3
「死体は全部で五体。俺が頭蓋を握り潰した奴が一体。でもまだ腕を掴んでくるから……」
塊は何かを引き離すように左右に引っ張った。それから左手に持ったものを後ろ向きに投げて捨て、右に掴んだものを地に叩きつける。
「紅葉ちゃん、今俺が捨てたのは此奴の左腕。今地面に叩きつけたのは此奴の本体」
「実況しないでよ!!」
「紅葉ちゃんが見えない分、想像で補うしかないんでしょ? だったら実況した方が良いかなって」
とんでもない悪趣味な発想を行っていた。殺意すら覚える。もっとマシな選択肢は無いのだろうか?
睨んでいると不意に腕に激痛が走った。見えないが、恐らく死体が噛み付いてきたのだろう。私は持っていた硝吸鎌を振るい、自分と死体を引き剥がす。涙が出るほど痛いが今は無視。

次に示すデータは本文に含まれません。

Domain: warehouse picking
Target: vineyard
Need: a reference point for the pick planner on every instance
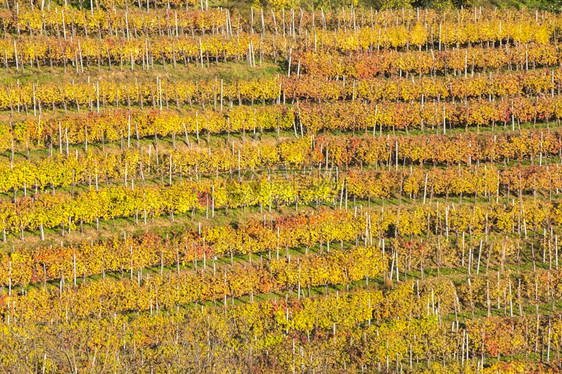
(190, 187)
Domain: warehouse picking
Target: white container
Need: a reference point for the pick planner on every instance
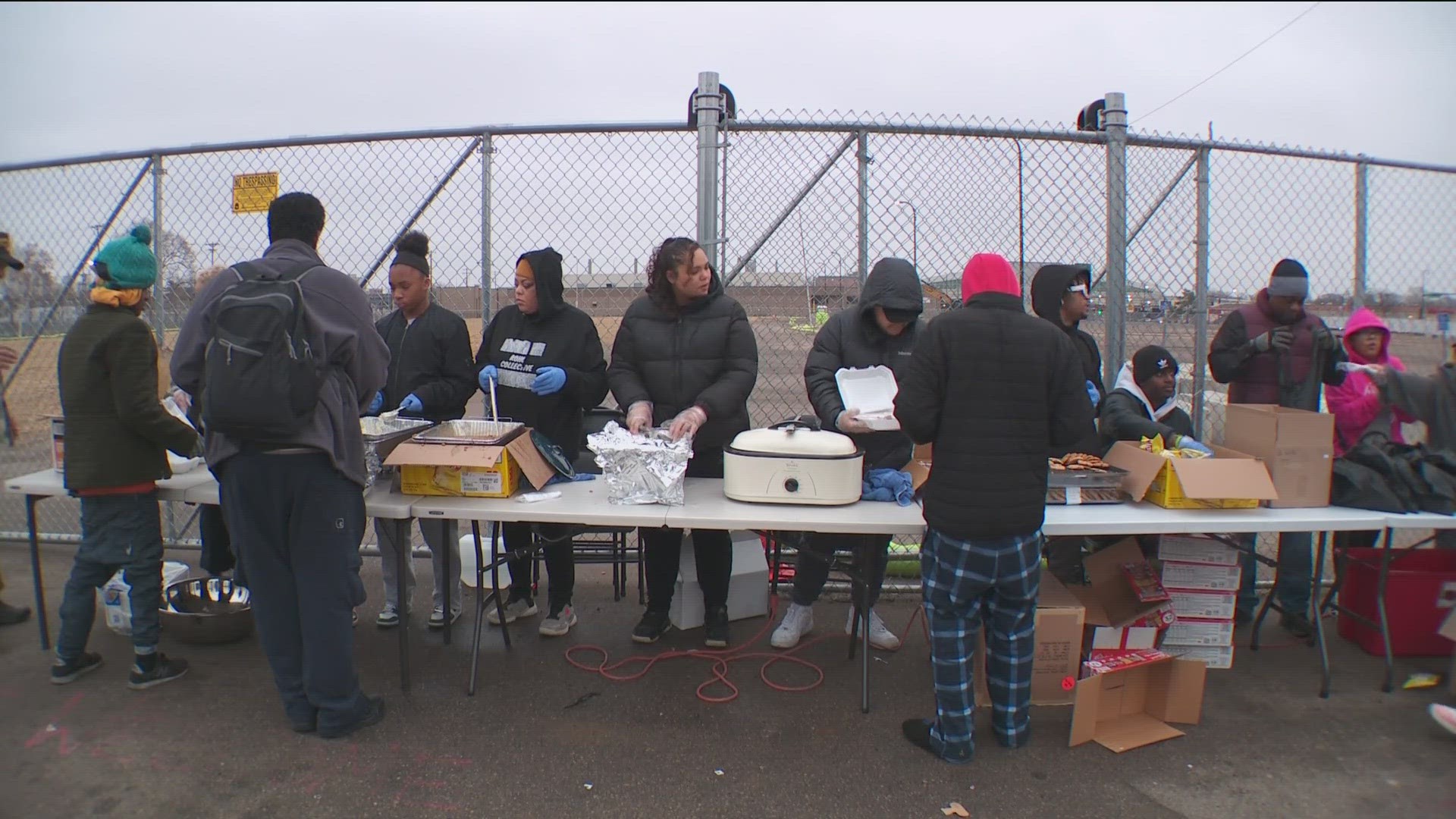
(747, 591)
(1203, 605)
(792, 464)
(1185, 548)
(115, 596)
(1200, 577)
(1218, 657)
(871, 391)
(1200, 632)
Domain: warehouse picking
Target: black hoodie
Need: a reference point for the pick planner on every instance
(702, 354)
(1047, 290)
(851, 338)
(555, 335)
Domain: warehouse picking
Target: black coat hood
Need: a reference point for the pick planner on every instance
(1049, 286)
(546, 267)
(892, 284)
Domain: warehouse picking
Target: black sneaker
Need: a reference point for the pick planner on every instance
(71, 672)
(1298, 626)
(372, 717)
(153, 670)
(715, 627)
(651, 627)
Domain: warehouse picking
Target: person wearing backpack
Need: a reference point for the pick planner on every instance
(284, 356)
(431, 375)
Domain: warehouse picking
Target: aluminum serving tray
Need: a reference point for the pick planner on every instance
(1087, 479)
(479, 431)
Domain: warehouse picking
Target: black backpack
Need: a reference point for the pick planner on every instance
(261, 378)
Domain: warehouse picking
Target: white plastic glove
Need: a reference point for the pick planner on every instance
(849, 423)
(688, 423)
(639, 417)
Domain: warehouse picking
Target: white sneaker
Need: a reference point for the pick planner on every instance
(797, 623)
(880, 634)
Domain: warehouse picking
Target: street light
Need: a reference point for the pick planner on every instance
(915, 234)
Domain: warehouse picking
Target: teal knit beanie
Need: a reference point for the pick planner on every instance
(127, 262)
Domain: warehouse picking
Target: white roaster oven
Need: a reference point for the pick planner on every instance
(794, 463)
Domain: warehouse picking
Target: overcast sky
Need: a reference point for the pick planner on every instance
(1372, 77)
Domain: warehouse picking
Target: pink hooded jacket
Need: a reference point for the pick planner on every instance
(1357, 401)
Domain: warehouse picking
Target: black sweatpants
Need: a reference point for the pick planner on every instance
(561, 567)
(712, 550)
(297, 523)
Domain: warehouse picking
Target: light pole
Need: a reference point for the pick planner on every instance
(915, 234)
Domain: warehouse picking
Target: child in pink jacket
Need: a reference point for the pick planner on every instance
(1357, 401)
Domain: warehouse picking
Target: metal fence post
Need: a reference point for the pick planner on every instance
(1200, 305)
(708, 105)
(862, 156)
(487, 276)
(1114, 352)
(1362, 229)
(159, 302)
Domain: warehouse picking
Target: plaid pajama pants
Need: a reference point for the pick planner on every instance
(965, 582)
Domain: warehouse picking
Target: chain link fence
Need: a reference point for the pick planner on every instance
(807, 203)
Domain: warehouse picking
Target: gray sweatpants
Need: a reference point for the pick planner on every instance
(441, 537)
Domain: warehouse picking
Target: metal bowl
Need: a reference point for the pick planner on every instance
(207, 611)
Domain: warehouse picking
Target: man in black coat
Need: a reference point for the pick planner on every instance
(880, 330)
(995, 391)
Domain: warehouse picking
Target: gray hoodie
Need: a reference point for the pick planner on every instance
(343, 328)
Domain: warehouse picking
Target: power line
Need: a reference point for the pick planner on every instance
(1260, 44)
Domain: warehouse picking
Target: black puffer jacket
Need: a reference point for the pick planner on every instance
(676, 357)
(993, 390)
(851, 338)
(555, 335)
(428, 357)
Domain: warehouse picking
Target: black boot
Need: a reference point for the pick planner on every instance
(715, 627)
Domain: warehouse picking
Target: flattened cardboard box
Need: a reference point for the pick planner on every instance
(469, 471)
(1296, 445)
(1231, 480)
(1128, 708)
(1059, 648)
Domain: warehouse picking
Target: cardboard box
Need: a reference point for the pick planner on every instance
(1190, 632)
(1128, 708)
(1191, 548)
(469, 471)
(1059, 648)
(919, 465)
(1231, 480)
(1196, 576)
(1110, 601)
(747, 589)
(1296, 445)
(1203, 605)
(1219, 657)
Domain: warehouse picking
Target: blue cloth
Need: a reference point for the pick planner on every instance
(889, 485)
(549, 381)
(118, 532)
(963, 582)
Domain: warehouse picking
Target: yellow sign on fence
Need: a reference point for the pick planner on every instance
(253, 193)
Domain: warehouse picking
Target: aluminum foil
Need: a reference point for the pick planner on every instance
(645, 468)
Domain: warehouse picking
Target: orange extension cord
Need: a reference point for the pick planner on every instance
(720, 661)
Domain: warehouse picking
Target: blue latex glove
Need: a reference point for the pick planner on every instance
(549, 381)
(1187, 442)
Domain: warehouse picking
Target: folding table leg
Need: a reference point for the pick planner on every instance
(36, 572)
(1385, 618)
(1320, 620)
(402, 556)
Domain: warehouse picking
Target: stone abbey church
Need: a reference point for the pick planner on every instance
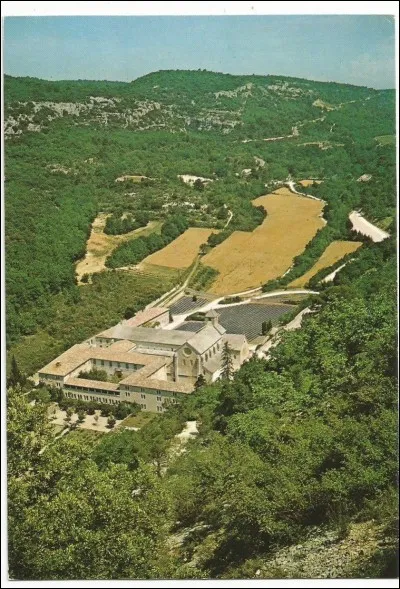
(151, 365)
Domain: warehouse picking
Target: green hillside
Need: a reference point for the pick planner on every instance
(293, 473)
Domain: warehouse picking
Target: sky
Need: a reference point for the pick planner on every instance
(355, 49)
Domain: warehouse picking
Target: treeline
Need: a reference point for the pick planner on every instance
(305, 440)
(135, 250)
(302, 444)
(116, 225)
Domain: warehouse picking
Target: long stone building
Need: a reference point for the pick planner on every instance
(151, 366)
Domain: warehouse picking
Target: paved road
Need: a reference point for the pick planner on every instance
(215, 304)
(366, 228)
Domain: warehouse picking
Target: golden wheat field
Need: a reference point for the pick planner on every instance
(334, 252)
(306, 183)
(100, 245)
(247, 260)
(181, 252)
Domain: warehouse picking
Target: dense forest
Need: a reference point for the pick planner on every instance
(68, 142)
(297, 449)
(293, 472)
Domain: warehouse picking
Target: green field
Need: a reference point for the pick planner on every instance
(386, 139)
(98, 306)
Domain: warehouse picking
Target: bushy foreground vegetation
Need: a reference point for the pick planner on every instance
(303, 442)
(294, 446)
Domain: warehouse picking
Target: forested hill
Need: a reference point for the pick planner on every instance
(67, 142)
(293, 473)
(187, 100)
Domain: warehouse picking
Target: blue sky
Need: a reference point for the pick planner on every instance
(353, 49)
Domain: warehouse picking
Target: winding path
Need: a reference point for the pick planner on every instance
(364, 227)
(216, 303)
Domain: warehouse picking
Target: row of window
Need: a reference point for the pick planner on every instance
(125, 365)
(97, 391)
(90, 398)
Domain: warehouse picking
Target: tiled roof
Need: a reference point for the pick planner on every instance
(213, 364)
(204, 339)
(146, 334)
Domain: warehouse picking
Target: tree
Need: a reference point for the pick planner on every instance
(227, 362)
(79, 510)
(111, 421)
(15, 377)
(198, 184)
(201, 381)
(81, 416)
(266, 327)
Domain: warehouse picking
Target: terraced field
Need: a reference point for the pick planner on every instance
(248, 260)
(306, 183)
(333, 253)
(181, 252)
(100, 245)
(187, 304)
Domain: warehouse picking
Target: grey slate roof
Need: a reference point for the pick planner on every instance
(204, 339)
(235, 341)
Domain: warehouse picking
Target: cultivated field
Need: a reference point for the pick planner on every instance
(187, 304)
(306, 183)
(100, 245)
(181, 252)
(333, 253)
(248, 260)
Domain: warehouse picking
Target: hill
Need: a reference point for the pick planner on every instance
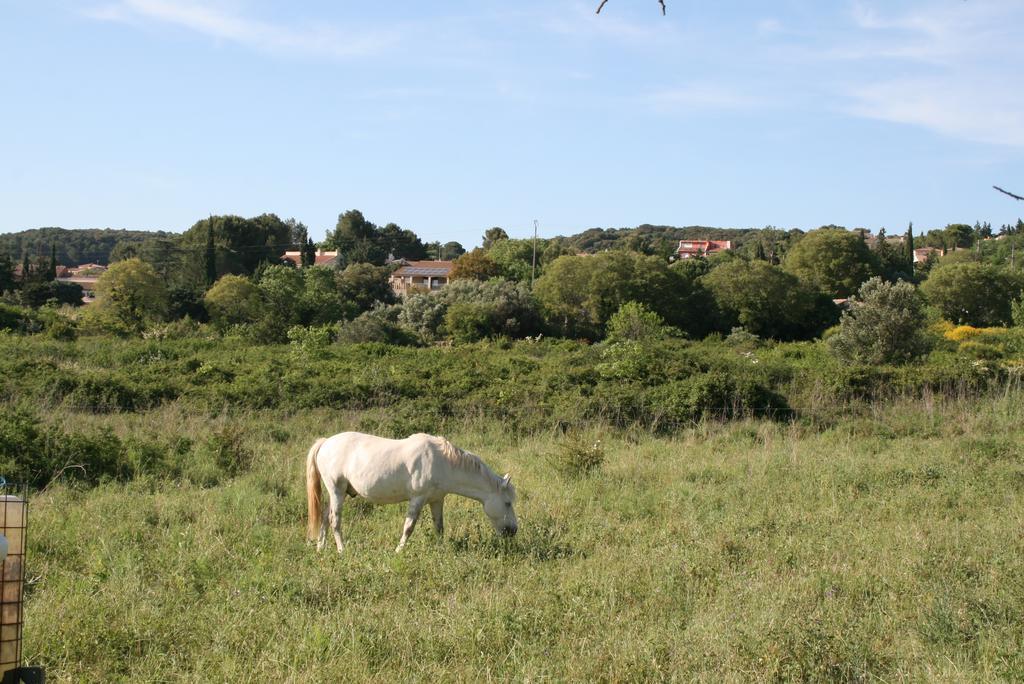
(74, 246)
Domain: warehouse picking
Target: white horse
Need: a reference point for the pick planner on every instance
(420, 469)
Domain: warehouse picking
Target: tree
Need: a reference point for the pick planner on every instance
(908, 249)
(210, 257)
(635, 323)
(883, 326)
(660, 2)
(308, 256)
(892, 262)
(322, 302)
(298, 233)
(468, 310)
(768, 301)
(241, 244)
(51, 269)
(448, 252)
(401, 244)
(360, 286)
(133, 293)
(282, 289)
(233, 300)
(39, 293)
(515, 258)
(492, 236)
(832, 260)
(957, 237)
(973, 293)
(475, 265)
(356, 240)
(6, 273)
(579, 294)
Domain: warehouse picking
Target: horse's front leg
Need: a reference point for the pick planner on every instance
(337, 499)
(415, 505)
(437, 510)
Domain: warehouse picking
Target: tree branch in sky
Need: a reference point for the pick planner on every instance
(1016, 197)
(603, 2)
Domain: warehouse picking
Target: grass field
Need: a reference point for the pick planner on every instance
(886, 546)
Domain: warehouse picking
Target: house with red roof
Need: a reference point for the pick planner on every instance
(420, 275)
(322, 258)
(699, 248)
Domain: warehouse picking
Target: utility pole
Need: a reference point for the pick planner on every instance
(532, 272)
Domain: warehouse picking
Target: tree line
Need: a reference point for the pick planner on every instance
(226, 271)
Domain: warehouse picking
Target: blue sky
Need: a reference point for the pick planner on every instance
(450, 118)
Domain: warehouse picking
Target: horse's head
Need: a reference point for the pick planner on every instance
(499, 507)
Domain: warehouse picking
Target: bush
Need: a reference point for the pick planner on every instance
(973, 293)
(373, 326)
(577, 456)
(884, 325)
(226, 450)
(634, 322)
(312, 341)
(17, 319)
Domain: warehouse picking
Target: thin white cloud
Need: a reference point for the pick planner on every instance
(220, 24)
(956, 66)
(979, 112)
(583, 23)
(767, 27)
(701, 97)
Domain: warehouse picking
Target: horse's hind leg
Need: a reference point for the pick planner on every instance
(337, 498)
(325, 516)
(415, 505)
(437, 510)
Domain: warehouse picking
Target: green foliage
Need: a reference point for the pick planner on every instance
(580, 294)
(515, 258)
(359, 241)
(17, 318)
(577, 456)
(494, 236)
(475, 265)
(131, 292)
(885, 325)
(375, 326)
(767, 301)
(496, 307)
(363, 286)
(973, 293)
(310, 342)
(233, 300)
(241, 244)
(635, 323)
(40, 293)
(73, 247)
(832, 260)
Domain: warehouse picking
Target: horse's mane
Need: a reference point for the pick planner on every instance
(463, 460)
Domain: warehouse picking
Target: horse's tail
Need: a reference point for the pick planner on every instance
(313, 490)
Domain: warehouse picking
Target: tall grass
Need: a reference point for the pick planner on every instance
(883, 545)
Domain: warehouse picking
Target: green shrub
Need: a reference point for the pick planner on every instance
(577, 456)
(226, 450)
(885, 325)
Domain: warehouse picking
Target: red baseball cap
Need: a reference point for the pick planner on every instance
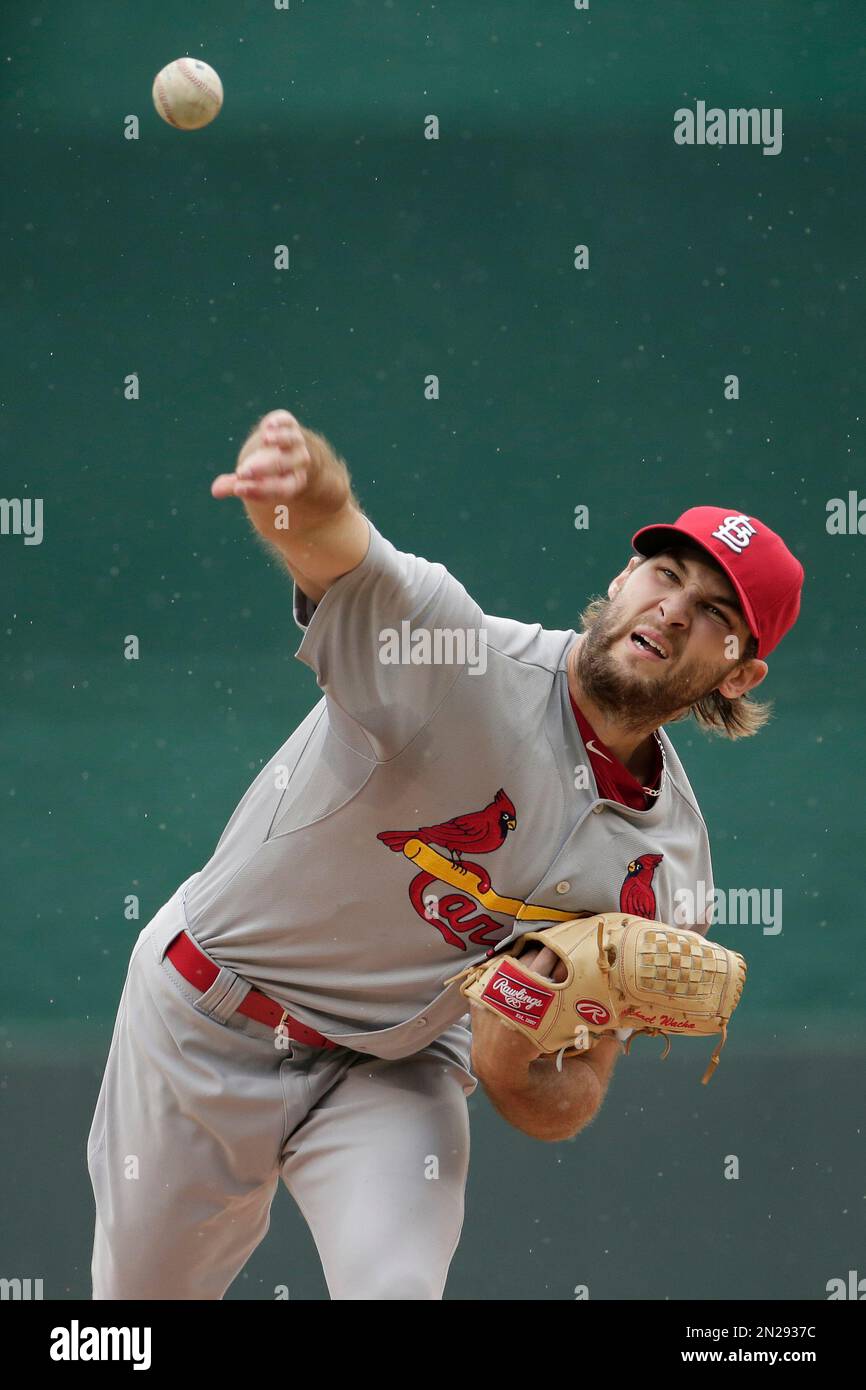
(768, 578)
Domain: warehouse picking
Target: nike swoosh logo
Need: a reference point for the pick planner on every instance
(598, 752)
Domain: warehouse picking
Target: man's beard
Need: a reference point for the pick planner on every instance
(637, 704)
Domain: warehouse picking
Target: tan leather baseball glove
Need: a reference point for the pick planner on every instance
(620, 972)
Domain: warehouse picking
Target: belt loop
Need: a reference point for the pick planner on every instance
(224, 995)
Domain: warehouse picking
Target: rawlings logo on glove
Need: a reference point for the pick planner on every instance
(616, 972)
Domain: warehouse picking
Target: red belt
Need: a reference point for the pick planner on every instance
(202, 972)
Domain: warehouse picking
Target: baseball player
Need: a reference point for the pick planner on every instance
(285, 1014)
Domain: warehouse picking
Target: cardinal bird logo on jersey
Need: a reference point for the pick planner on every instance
(637, 895)
(456, 913)
(478, 831)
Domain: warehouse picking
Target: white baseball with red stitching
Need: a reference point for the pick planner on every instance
(188, 93)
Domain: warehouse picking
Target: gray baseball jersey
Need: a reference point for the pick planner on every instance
(437, 802)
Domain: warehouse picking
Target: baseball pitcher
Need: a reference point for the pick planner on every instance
(467, 863)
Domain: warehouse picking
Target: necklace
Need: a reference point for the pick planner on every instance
(660, 787)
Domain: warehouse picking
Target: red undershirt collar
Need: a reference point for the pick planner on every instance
(613, 779)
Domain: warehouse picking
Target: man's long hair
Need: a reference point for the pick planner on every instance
(716, 713)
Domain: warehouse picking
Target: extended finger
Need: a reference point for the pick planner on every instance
(271, 489)
(268, 463)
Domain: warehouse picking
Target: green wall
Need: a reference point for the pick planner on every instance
(407, 257)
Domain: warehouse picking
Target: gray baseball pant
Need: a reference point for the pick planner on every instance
(199, 1115)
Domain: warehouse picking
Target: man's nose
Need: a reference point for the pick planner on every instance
(674, 610)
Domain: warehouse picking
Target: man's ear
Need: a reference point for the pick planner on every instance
(613, 588)
(742, 679)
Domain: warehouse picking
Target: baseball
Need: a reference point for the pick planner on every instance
(188, 93)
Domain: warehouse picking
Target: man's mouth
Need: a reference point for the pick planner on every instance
(649, 647)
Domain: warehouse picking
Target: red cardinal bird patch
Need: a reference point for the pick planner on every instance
(637, 894)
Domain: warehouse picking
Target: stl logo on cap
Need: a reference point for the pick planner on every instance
(736, 533)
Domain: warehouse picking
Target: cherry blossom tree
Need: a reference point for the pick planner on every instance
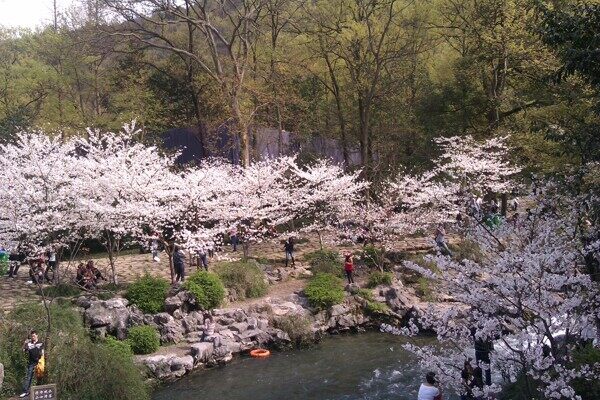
(38, 200)
(123, 184)
(326, 195)
(531, 299)
(465, 169)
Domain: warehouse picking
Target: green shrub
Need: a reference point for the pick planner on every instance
(365, 294)
(122, 348)
(148, 293)
(424, 289)
(143, 339)
(373, 257)
(377, 278)
(4, 264)
(207, 289)
(298, 327)
(587, 355)
(81, 369)
(374, 307)
(324, 290)
(325, 261)
(467, 249)
(245, 277)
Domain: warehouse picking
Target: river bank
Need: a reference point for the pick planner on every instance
(368, 365)
(272, 322)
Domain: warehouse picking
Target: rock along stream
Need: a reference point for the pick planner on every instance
(368, 366)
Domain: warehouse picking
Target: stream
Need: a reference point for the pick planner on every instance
(368, 366)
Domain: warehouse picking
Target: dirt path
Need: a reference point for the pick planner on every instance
(15, 291)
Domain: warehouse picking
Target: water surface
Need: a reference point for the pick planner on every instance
(369, 366)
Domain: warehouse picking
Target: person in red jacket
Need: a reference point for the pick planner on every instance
(349, 267)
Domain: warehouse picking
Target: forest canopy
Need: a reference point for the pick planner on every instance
(382, 78)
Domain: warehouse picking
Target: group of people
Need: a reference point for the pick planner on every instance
(88, 275)
(41, 268)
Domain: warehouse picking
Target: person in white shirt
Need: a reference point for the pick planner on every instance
(428, 389)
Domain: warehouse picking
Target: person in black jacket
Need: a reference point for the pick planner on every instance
(179, 264)
(289, 251)
(35, 350)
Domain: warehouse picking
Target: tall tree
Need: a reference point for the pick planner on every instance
(218, 40)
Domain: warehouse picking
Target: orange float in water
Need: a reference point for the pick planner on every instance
(260, 353)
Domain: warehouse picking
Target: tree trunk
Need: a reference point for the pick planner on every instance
(242, 128)
(365, 134)
(503, 204)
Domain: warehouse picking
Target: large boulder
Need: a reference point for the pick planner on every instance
(112, 317)
(193, 321)
(168, 367)
(183, 301)
(202, 352)
(170, 329)
(399, 300)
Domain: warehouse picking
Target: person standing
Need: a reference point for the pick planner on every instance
(233, 237)
(154, 250)
(289, 251)
(51, 266)
(349, 268)
(468, 381)
(440, 240)
(179, 264)
(202, 258)
(429, 389)
(35, 351)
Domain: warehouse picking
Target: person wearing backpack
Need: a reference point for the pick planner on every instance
(35, 351)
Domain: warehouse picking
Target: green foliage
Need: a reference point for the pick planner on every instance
(587, 355)
(148, 293)
(207, 288)
(298, 327)
(81, 369)
(4, 264)
(143, 339)
(525, 388)
(377, 278)
(375, 307)
(365, 294)
(325, 261)
(373, 257)
(120, 348)
(61, 290)
(466, 249)
(324, 290)
(245, 277)
(425, 289)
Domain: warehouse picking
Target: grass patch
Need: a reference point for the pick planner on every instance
(425, 289)
(467, 249)
(207, 288)
(373, 257)
(122, 348)
(148, 293)
(143, 339)
(60, 290)
(324, 290)
(245, 277)
(377, 278)
(298, 327)
(376, 308)
(325, 261)
(365, 294)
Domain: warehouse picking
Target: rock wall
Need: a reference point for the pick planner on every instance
(237, 330)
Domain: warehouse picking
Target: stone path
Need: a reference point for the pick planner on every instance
(15, 291)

死体が転がったであろう位置に硝吸鎌の柄を突き刺す。しかし帰っていたのは地面の感触。そして右足に裂くような痛み。
「ぐっ……あぁっ!!」
歯噛みしながら足元に向かって今度こそ柄を突き刺す。ぐちゅりとした柔らかい肉の感触と、硬い石のような感触。肉を抉り、中の骨に当たるというのは酷く不快だった。悪寒さえ覚える。それでも私はもう一度引き抜いて、勢い良く振り下ろす。太くて硬いものがへし折られ、地面に到達。
「先輩!!」
氷室が叫び、棺の扉が放たれる。銀の蔦が溢れ出す。それは足元まで這い出て来て、隙間無く絡み合い棺の中へと誘っていく。
私が始末を認識した中ではこれが一体目。塊は一体目の五体をバラバラに引きちぎっているため、ある程度は始末し終えたのだろう。
過酷だった。死体狩りよりも死体の数が多いというのは楽な問題ではない。それでも私は生還せねばならない。此処で死ぬわけには決していかない。何はともあれこれで三対三に持ち込めた。あと少しの辛抱だ。
肩で呼吸しながら辺りを睨む。何も見えない癖に臭いだけは鼻を突く。
氷室が新たな標的に目を付け、棺を開口させる。中から飛び出してきたのは銀の糸ではなく、夥しい数の十字。
「氷室、そんな事出来たの?」
「糸が出るなら他も出せそうと思って……。試しに冥鬼さんに指示を出してみただけなんですけど……。効果なかったですね……」
額に玉のような汗をかき、肩で息をする。
滑空していた十字架達が前方で急停止。まるで人型のボード前面に惜しみなく針を差したようだ。しかし針ボードのような死体は倒れる事もせず、此方に向かってくる。
死体に……惜しみの無い針……。此処まで来て私はある良いことを思い付いた。これは……使えるかもしれない。
「氷室、まだ活動してる死体に向かって今の打ち込んでくれない?」
「分かりました」
氷室は汗を拭うと、残りの二体にも同じく十字を放つ。案の定空中で停止し、なんとも奇妙な針ボードを作り上げる。
よし、これで戦える……!!
氷室ちゃんの蔦を見ていると、友情出演させたいキャラが一人居ます……(´・ω・`)
(ハーレムのお兄さん……!! 早く出てきて!! 制作者側はお兄さんに飢えてるよ!!)
短編で出そうかなぁ……。゜(゜´Д`゜)゜。